Krew z mlekiem, idealna cera, rozświetlone lico.
Postanowione, zostaje. Przynajmniej codziennie rano w moim łazienkowym lustrze będę pięknie wyglądać.
Li.

Amestysty są, wanna też, zmieniłam tylko odrobinę (!!!) kolor ścian. Ciągle kocham swoją łazienkę, świetnie się w niej relaksuję, nie zestarzała się!
To już 11 lat minęło od remontu? Ależ to się czytało! A jak ametysty w łazience? Trzymają się? Piękne były, pamiętam.
PS. Różowe podeszwy budzą powszechny zachwyt, serio:) Te buty niesamowicie zyskują na nogach, są bardzo wygodne i zgrabne, mam zamiar kupić sobie kolejną parę, dumam tylko nad kolorem podeszwy:D
Basiu, może i dotrze. Na to liczę. Na razie dostałam anonim, że robię sobie żarty ze śmierci, że sacrum profanum i takie tam… A i jestem podła. Ciekawe. Na pierwszej stronie wszystkich serwisów obok liczby zmarłych na covid są zdjęcia z „Dziewczyn z Dubaju” czy też inne pudelkowe plotki. Covidowa śmierć zupełnie ludziom zobojętniała, to jest poprostu jakiś tam news. Mnie jednak obchodzi, bo jej dotknęłam i poczułam jej oddech. Bo 20 cm od moich stóp leżał sobie covidowy trup. Dobitniej napisać już nie umiem. To nie jest film, ani sytuacja na końcu świata. To się dzieje tu i teraz.
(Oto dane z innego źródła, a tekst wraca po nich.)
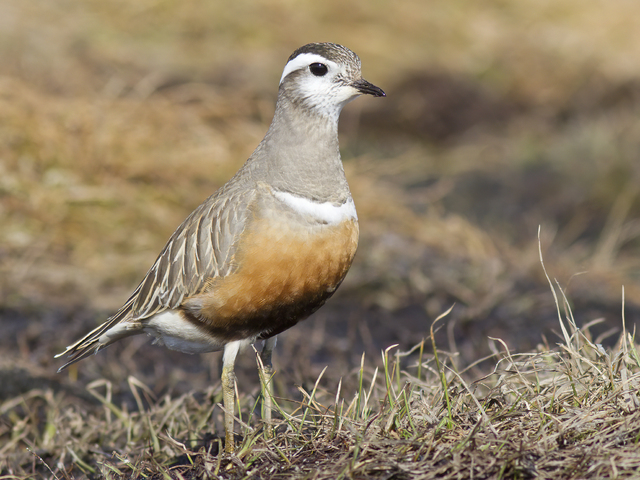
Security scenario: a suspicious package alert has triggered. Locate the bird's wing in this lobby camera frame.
[56,184,255,370]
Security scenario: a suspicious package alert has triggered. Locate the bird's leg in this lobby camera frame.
[259,337,277,437]
[221,342,240,453]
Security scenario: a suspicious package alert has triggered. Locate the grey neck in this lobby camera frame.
[244,87,351,204]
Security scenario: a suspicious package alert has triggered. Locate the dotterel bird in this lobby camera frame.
[57,43,385,452]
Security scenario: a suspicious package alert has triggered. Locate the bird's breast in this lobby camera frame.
[183,201,358,341]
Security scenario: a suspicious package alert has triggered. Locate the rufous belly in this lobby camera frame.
[182,217,358,342]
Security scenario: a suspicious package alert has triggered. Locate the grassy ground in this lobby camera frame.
[0,0,640,478]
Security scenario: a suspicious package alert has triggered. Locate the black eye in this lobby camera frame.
[309,63,329,77]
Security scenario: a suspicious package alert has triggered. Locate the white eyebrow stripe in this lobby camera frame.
[280,53,336,84]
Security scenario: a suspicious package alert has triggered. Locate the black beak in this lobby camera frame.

A życie przecież toczy się dalej. Mam w sobie pocovidowy smutek, ale łazienkę pomalowac musiałam. Szczęśliwa, że było mi to dane. Mam nadzieję, że u Ciebie wszyscy wyzdrowieją :*
Li! nie od dziś wiadomo, że to najbardziej dodający urody i odejmujący lat odcień:) A ja pomyślałam, ze to różowe podeszwy uchroniły Cię przed poślizgiem:) ( Nie ma to, jak dobry tytuł!).
Wracając do poprzedniego wpisu- poraża, ale moze do kogos dotrze! Nie miałam siły komentować, bo właśnie w wigilię , w gronie bliskich mi ludzi,zakaziło się 16 osób! Spotkali się przy stole, rodzina , ale i -wuj ma zwyczaj zapraszać swych doktorantów, którzy świeta spędzaja w Polsce- i tym sposobem przemiły Hindus został uraczony nie tylko pierogami, ale i covidem. Kilka osób ma sie nieciekawie, bo to małe dzieci. Reszta zaszczepiona, ale np.onkologiczni pacjenci…no trudno mi zachowac spokój.Ci, którzy „przywlekli” zarazę, mieli ujemne testy na lotnisku:( Dzisiaj moja wnuczka przyjęła pierwszą dawkę. Zdrowia, zdrowia na cały nowy rok!